National brain tumour research funding needs to increase to £35 million a year
Student set to graduate after studies halted by brain tumour
A 22-year-old student, who is on track to graduate after halting his studies during treatment for a brain tumour, is sharing his story this Brain Tumour Awareness Month.
Ned Hilton was enjoying his first year of student life when, in 2017, he noticed a change in the hearing of his right ear. After returning from a period of studying abroad, Ned was referred for an MRI scan. He said: “As I began the second year of my degree, I never imagined I’d receive news that I had a brain tumour.”
Initially, Ned was told that the tumour was a low-grade acoustic neuroma, but a subsequent MRI scan showed that the diagnosis was more serious than first thought and a biopsy revealed that it was a grade 4 medulloblastoma. Ned underwent two surgeries, followed by radiotherapy and chemotherapy and, in March 2020, his scan results were clear.
During Facial Palsy Awareness Week, Ned has shared how he suffered from drooping on one side of his face as a result of his tumour and invasive surgeries. He has undergone further surgery to repair the nerve endings and with the support of facial physio, he continues to regain control of his face.
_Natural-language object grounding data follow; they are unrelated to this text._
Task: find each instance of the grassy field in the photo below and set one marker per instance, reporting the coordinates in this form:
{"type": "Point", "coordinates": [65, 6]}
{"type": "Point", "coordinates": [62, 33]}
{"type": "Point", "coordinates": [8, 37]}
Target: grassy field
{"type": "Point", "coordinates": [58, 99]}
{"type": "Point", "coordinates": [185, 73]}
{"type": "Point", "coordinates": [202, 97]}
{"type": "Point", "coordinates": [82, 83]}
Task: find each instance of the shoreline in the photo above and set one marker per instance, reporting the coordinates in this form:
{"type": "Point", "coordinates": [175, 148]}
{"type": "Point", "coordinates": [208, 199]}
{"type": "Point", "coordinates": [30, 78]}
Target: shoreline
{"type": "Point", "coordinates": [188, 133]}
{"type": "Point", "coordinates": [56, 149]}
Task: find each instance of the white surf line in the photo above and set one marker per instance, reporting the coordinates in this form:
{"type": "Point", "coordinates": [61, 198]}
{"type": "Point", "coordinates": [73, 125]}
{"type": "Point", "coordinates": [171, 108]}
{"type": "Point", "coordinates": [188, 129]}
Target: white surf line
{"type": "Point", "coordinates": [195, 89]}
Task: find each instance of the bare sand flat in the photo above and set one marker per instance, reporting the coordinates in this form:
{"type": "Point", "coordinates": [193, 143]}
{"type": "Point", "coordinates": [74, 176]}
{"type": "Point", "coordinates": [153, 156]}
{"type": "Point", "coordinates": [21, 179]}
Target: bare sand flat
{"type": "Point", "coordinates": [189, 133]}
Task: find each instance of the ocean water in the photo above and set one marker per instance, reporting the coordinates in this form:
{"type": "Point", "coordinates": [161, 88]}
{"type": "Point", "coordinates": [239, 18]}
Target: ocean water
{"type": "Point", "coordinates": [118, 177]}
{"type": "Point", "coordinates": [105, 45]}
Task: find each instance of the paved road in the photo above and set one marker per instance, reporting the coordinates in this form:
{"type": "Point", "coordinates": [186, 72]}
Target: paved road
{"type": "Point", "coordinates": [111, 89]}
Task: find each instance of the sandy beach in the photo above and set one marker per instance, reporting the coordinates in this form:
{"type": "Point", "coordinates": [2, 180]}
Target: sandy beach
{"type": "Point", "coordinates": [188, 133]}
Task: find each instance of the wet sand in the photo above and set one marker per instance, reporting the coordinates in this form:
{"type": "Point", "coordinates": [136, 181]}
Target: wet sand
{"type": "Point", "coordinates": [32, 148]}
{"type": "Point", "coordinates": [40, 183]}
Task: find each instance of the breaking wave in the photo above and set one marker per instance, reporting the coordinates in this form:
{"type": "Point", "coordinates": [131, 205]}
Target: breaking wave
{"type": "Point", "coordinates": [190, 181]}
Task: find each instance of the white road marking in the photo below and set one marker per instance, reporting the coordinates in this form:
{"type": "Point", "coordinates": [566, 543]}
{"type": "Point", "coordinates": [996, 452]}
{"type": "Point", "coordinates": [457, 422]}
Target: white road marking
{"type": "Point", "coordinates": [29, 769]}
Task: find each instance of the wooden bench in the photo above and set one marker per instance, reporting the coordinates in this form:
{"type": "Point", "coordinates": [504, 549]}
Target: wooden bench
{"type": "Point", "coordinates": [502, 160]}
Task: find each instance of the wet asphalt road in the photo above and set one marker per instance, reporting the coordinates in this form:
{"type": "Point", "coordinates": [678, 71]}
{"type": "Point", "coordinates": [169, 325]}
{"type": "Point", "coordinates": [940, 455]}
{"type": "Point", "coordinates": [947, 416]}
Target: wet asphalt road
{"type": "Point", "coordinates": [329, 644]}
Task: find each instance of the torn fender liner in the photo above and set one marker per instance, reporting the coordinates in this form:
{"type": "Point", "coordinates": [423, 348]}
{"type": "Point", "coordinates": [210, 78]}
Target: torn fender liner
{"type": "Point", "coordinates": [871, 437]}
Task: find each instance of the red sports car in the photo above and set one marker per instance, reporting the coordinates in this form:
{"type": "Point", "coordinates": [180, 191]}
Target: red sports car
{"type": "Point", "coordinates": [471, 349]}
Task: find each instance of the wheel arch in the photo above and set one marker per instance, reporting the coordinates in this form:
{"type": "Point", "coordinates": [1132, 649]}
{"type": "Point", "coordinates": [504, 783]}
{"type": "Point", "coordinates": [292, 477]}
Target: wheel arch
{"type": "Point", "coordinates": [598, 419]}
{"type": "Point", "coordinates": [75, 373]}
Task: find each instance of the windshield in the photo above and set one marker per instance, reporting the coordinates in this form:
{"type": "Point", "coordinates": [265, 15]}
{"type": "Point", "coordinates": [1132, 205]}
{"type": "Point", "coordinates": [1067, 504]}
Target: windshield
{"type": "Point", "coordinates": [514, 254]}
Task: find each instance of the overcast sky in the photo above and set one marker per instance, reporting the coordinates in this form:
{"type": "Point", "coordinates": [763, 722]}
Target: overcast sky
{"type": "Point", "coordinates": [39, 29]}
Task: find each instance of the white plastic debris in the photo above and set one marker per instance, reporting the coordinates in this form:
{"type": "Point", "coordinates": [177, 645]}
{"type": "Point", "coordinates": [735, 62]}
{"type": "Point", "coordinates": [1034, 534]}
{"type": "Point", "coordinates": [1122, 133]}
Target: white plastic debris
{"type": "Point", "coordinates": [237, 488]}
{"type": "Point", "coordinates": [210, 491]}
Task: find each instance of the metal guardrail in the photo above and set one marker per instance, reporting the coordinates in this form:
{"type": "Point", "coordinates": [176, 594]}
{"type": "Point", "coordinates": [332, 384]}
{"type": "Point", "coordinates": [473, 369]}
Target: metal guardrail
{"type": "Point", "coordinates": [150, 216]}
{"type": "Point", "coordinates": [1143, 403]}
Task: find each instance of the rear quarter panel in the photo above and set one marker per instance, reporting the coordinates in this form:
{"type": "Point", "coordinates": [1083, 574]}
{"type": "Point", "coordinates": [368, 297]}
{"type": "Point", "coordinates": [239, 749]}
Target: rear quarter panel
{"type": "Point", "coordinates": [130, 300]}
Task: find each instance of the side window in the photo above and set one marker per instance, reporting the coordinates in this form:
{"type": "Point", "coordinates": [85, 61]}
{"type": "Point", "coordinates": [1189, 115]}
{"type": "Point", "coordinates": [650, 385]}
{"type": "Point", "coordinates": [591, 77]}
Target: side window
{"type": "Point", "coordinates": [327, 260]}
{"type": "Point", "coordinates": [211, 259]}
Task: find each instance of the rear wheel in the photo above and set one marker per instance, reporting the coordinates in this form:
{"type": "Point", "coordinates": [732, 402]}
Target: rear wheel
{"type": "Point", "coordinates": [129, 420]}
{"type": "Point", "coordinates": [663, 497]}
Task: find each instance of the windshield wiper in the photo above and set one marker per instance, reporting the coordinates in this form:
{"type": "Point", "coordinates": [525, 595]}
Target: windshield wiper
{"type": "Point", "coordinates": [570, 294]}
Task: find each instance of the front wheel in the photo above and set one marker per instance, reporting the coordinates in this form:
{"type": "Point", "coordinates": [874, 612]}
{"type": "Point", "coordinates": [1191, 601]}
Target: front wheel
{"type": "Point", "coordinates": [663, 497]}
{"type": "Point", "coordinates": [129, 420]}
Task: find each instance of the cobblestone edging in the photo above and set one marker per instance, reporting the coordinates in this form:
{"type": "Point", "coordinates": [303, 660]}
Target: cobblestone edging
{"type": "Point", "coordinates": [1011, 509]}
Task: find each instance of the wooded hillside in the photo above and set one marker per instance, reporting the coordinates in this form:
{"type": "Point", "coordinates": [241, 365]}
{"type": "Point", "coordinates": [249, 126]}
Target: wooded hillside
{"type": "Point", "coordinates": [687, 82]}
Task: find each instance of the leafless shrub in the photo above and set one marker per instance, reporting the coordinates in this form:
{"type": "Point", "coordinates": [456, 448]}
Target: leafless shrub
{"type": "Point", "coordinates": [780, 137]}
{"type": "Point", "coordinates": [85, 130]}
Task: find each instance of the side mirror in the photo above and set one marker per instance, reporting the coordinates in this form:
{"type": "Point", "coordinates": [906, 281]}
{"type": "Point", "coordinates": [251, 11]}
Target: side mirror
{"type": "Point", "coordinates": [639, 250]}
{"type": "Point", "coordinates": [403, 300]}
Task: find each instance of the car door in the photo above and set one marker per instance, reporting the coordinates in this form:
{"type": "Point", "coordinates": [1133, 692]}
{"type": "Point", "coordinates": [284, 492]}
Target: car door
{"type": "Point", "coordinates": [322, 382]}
Having taken a leave of absence from his degree, Ned returned to university last September to continue studying for a Bachelor of Arts (BA) in Modern Languages at the University of Birmingham. He has already defied the odds, studying abroad as part of his placement year and is set to graduate next summer.
He added: “This was my way of saying to the world: ‘yes, I am a slightly different person but my ambitions are still the same’.”